Religious views do not make Mitchell incompetent, prosecutors say

Salt Lake City, USA - Prosecutors preparing for self-proclaimed street preacher Brian David Mitchell's upcoming competency hearing in federal court say his religious views do not make him incompetent to stand trial.

The U.S. Attorney's Office filed a response this week to a motion by the defense to have expert testimony from Richard Forbes and Daniel Peterson, as well as writings by Ervil Lebaron, excluded during Mitchell's hearing, scheduled to begin Nov. 30.

Forbes is a former head investigator for the Salt Lake District Attorney's Office and was one of the lead people who worked the LeBaron case.
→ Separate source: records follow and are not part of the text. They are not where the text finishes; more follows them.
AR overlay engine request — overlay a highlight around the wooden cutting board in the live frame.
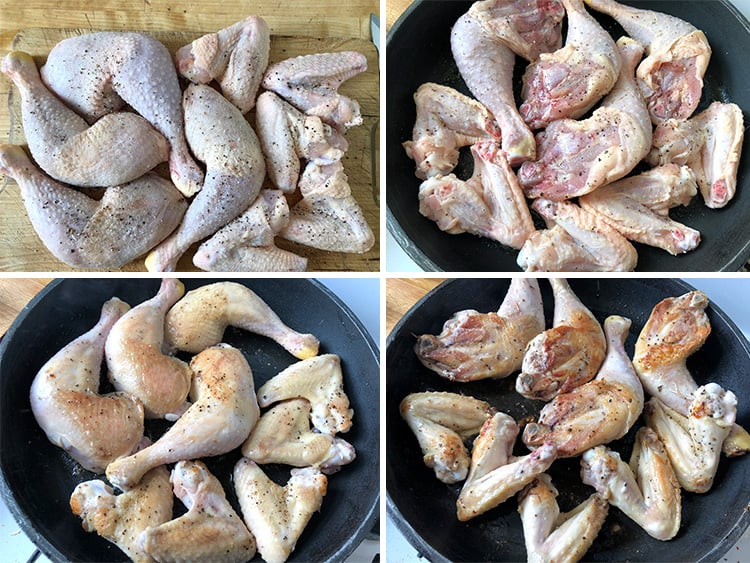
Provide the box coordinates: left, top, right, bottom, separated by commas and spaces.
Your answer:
0, 15, 380, 271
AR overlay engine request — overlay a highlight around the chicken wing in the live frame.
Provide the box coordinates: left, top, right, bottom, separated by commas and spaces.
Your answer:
414, 278, 544, 381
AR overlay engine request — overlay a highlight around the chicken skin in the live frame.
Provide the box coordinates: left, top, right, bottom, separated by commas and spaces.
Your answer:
523, 315, 644, 457
29, 297, 143, 473
414, 278, 544, 381
105, 278, 193, 420
519, 0, 622, 129
585, 0, 711, 124
516, 278, 608, 401
419, 141, 535, 249
399, 391, 494, 484
0, 51, 169, 188
164, 282, 319, 359
41, 31, 203, 197
107, 344, 260, 490
138, 461, 256, 563
581, 427, 682, 541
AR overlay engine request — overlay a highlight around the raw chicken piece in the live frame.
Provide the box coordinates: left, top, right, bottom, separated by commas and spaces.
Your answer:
456, 412, 557, 522
578, 164, 701, 255
518, 473, 609, 563
523, 315, 644, 457
138, 461, 256, 563
233, 458, 328, 563
104, 278, 193, 420
1, 51, 169, 187
414, 278, 544, 381
403, 82, 500, 180
258, 354, 354, 436
0, 145, 187, 269
633, 291, 750, 456
29, 297, 143, 473
41, 31, 203, 197
581, 427, 682, 541
399, 391, 494, 484
647, 102, 745, 209
263, 51, 367, 133
242, 399, 356, 474
518, 37, 652, 200
645, 383, 737, 493
516, 278, 608, 401
516, 198, 638, 272
146, 84, 266, 272
519, 0, 622, 129
175, 16, 271, 113
107, 344, 260, 490
164, 282, 319, 359
193, 189, 307, 272
585, 0, 711, 124
419, 141, 535, 249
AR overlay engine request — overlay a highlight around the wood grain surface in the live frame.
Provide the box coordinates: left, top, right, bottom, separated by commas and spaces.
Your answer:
0, 0, 380, 272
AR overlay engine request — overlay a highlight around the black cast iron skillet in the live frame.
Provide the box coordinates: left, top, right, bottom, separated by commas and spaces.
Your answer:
386, 0, 750, 272
385, 278, 750, 562
0, 279, 379, 561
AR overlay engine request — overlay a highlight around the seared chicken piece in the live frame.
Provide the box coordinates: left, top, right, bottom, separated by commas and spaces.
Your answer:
403, 82, 500, 180
578, 164, 701, 255
0, 145, 187, 269
399, 391, 494, 484
138, 461, 256, 563
519, 0, 621, 129
581, 427, 682, 541
633, 291, 750, 456
456, 412, 557, 522
107, 344, 260, 490
516, 278, 608, 401
519, 37, 652, 200
258, 354, 354, 436
0, 51, 169, 188
523, 315, 644, 457
233, 458, 328, 563
41, 31, 203, 197
647, 102, 745, 208
586, 0, 711, 124
516, 198, 638, 272
165, 282, 319, 359
242, 399, 355, 474
175, 16, 271, 113
419, 141, 535, 249
29, 297, 143, 473
518, 473, 609, 563
146, 84, 266, 272
645, 383, 737, 493
105, 278, 193, 420
263, 51, 367, 133
414, 278, 544, 381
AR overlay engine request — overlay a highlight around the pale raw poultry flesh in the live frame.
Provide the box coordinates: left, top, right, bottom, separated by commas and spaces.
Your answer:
0, 145, 187, 269
2, 51, 169, 188
414, 278, 544, 381
41, 32, 203, 196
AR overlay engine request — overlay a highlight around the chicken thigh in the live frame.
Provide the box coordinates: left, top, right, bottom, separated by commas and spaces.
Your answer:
29, 297, 143, 473
164, 282, 319, 359
105, 278, 193, 420
523, 315, 644, 457
0, 145, 187, 269
107, 344, 260, 490
516, 278, 608, 401
414, 278, 544, 381
0, 51, 169, 188
41, 31, 203, 196
175, 16, 271, 113
519, 37, 652, 200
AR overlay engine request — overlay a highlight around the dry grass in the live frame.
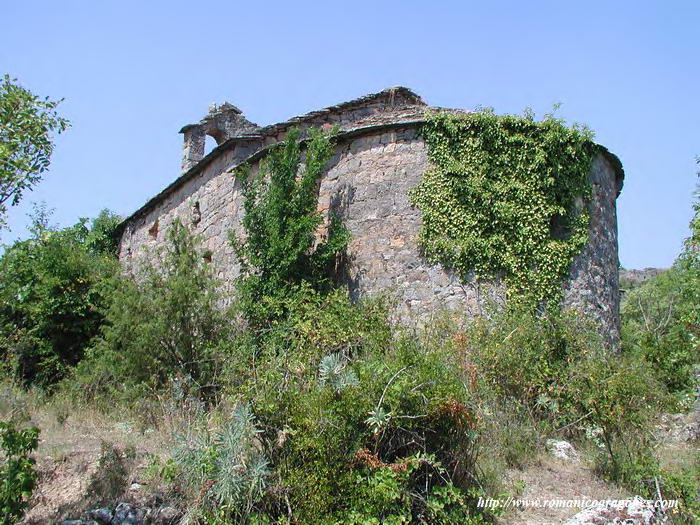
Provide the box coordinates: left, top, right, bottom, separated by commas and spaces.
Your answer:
501, 455, 629, 525
0, 384, 194, 524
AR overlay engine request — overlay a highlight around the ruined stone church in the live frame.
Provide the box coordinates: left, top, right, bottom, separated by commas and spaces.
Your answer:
119, 87, 624, 342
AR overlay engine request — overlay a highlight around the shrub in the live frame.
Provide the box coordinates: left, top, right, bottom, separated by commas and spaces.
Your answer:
622, 262, 698, 392
0, 422, 39, 525
173, 405, 269, 523
230, 292, 486, 523
0, 207, 119, 388
73, 221, 232, 400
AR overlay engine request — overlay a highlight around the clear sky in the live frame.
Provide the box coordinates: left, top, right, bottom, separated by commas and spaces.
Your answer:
0, 0, 700, 268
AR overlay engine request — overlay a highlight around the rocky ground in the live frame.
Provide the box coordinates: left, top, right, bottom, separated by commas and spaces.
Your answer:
8, 378, 700, 525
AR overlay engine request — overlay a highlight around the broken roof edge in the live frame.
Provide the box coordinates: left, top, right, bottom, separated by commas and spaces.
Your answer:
114, 119, 426, 237
179, 86, 427, 138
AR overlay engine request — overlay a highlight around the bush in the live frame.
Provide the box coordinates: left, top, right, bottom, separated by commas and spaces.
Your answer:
458, 304, 670, 490
0, 207, 119, 388
219, 290, 492, 523
0, 422, 39, 525
622, 263, 698, 392
174, 405, 270, 523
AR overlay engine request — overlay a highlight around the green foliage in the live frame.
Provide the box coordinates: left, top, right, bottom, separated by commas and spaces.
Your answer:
622, 264, 698, 391
338, 452, 486, 525
0, 210, 119, 387
174, 405, 269, 523
411, 111, 594, 308
75, 221, 232, 400
463, 311, 669, 488
0, 75, 69, 227
231, 129, 348, 329
0, 422, 39, 525
621, 166, 700, 392
220, 288, 492, 523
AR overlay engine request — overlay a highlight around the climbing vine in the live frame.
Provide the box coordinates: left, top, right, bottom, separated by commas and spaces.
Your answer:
411, 110, 594, 308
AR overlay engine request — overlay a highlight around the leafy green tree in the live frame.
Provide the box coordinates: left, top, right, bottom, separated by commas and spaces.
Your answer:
77, 221, 232, 399
0, 210, 120, 387
0, 421, 39, 525
0, 75, 69, 226
622, 162, 700, 391
232, 129, 348, 329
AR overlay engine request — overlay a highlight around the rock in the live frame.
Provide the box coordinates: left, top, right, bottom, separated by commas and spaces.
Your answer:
111, 502, 146, 525
87, 508, 114, 525
153, 507, 182, 525
547, 439, 579, 461
563, 496, 666, 525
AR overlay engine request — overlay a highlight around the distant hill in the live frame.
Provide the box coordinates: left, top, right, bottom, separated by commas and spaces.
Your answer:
620, 268, 668, 294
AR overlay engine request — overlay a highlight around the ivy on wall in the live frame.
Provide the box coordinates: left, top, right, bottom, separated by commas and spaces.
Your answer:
411, 110, 594, 308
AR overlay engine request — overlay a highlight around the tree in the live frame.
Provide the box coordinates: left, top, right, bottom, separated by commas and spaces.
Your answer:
622, 161, 700, 391
0, 75, 70, 227
75, 220, 233, 400
0, 211, 120, 387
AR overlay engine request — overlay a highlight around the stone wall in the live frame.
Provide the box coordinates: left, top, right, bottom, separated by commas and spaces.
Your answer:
119, 90, 621, 344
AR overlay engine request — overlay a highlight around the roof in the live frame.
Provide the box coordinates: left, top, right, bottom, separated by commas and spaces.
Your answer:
115, 86, 624, 235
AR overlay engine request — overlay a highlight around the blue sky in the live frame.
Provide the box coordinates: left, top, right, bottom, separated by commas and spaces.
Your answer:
0, 0, 700, 268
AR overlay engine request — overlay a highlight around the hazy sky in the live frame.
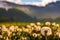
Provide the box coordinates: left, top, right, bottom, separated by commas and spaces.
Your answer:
7, 0, 57, 6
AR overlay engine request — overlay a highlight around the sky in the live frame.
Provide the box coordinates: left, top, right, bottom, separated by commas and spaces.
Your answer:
7, 0, 57, 6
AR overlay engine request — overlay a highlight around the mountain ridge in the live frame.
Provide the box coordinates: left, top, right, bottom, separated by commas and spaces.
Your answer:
0, 1, 60, 19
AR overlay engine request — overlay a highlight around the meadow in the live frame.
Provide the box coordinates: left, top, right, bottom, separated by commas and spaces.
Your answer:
0, 22, 60, 40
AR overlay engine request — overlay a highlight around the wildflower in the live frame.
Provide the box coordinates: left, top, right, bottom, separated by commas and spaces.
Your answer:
55, 24, 60, 27
37, 22, 41, 26
0, 35, 3, 38
52, 22, 56, 26
41, 27, 52, 36
32, 33, 38, 38
9, 26, 15, 31
27, 25, 31, 28
23, 28, 29, 32
7, 30, 12, 36
2, 25, 8, 31
6, 37, 9, 40
45, 22, 51, 26
30, 23, 35, 26
34, 26, 41, 31
22, 37, 30, 40
56, 31, 60, 37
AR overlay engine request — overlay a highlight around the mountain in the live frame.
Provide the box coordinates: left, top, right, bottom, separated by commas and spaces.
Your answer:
0, 1, 60, 19
0, 8, 37, 22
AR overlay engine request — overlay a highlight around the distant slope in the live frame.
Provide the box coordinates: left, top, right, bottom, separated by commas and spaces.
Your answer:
2, 1, 60, 19
0, 8, 36, 22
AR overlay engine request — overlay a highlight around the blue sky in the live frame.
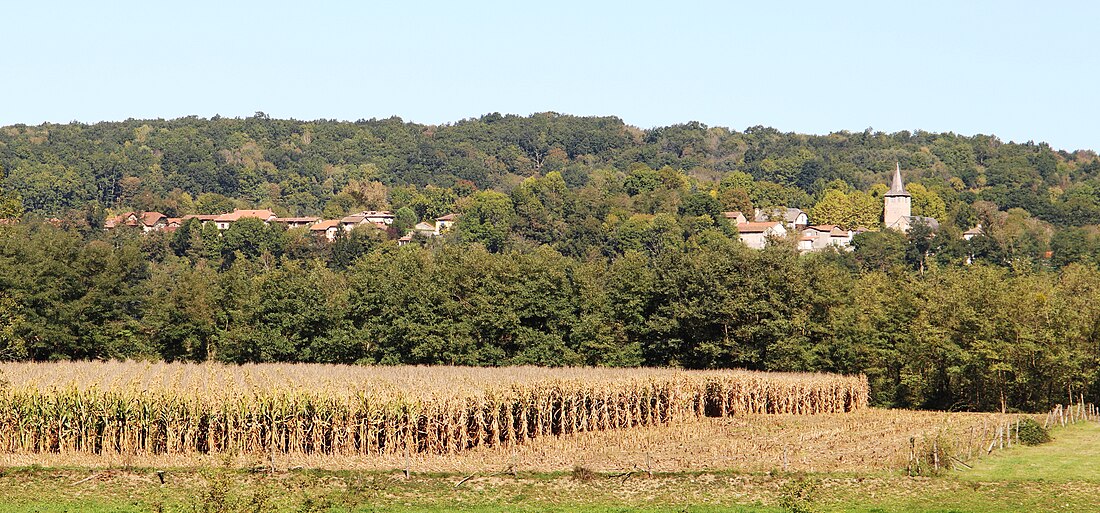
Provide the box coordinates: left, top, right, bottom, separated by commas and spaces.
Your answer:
0, 0, 1100, 150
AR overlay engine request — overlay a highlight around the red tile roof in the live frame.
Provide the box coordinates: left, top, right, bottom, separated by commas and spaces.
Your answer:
309, 219, 340, 231
215, 208, 275, 222
737, 221, 783, 233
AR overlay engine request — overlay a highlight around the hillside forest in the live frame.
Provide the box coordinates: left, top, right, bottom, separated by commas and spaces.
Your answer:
0, 112, 1100, 411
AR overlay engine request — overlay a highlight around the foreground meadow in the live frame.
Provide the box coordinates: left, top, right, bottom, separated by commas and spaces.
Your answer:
0, 362, 1086, 513
0, 422, 1100, 513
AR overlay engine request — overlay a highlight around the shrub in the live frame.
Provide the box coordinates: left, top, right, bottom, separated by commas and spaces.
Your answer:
1020, 418, 1051, 446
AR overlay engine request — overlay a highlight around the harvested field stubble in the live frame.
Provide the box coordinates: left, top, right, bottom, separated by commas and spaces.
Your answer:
0, 362, 867, 458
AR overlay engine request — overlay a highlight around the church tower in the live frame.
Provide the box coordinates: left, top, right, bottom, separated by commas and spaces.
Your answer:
882, 163, 913, 231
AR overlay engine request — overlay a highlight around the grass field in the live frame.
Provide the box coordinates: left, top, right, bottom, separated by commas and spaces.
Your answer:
0, 423, 1100, 513
0, 411, 1100, 513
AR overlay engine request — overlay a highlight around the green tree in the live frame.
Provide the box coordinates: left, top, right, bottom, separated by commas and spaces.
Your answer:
457, 190, 516, 252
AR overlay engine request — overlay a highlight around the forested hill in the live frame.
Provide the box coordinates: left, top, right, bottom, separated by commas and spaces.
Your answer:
0, 112, 1100, 229
0, 113, 1100, 411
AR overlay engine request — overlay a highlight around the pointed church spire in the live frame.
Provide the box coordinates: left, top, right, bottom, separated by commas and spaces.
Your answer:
886, 162, 909, 197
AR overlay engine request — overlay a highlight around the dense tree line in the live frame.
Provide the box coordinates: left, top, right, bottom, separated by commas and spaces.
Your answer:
0, 215, 1100, 410
0, 113, 1100, 410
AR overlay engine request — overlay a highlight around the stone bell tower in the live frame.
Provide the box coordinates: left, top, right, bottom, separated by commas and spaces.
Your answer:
882, 163, 913, 231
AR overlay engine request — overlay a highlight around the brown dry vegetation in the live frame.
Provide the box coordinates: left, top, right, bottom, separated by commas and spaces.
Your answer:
0, 362, 867, 466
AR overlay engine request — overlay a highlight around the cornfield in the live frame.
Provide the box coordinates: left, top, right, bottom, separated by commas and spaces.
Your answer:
0, 362, 867, 456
Peterson is a religion professor at BYU.

In their response filed this week, prosecutors say they only plan to introduce a portion of LeBaron's "The Book of the New Covenant," as Forbes is expected to show similarities between Mitchell's writings and beliefs and LeBaron's.

LeBaron was the head of a polygamous cult believed to be responsible for murders in several states, including Utah.

Prosecutors also contend that defense expert witnesses used in Mitchell's state court competency hearing "seriously misjudged and misunderstood the content and context of (Mitchell's) religious thinking and writing," according to court documents.

They will argue that the defense's argument that other fringe groups may share "delusional beliefs" with Mitchell is unsupported.

"The very point of the testimony of Richard Forbes and Daniel Peterson is to demonstrate that Mitchell's religious expression is not 'bizarre' when viewed within context," according to court documents.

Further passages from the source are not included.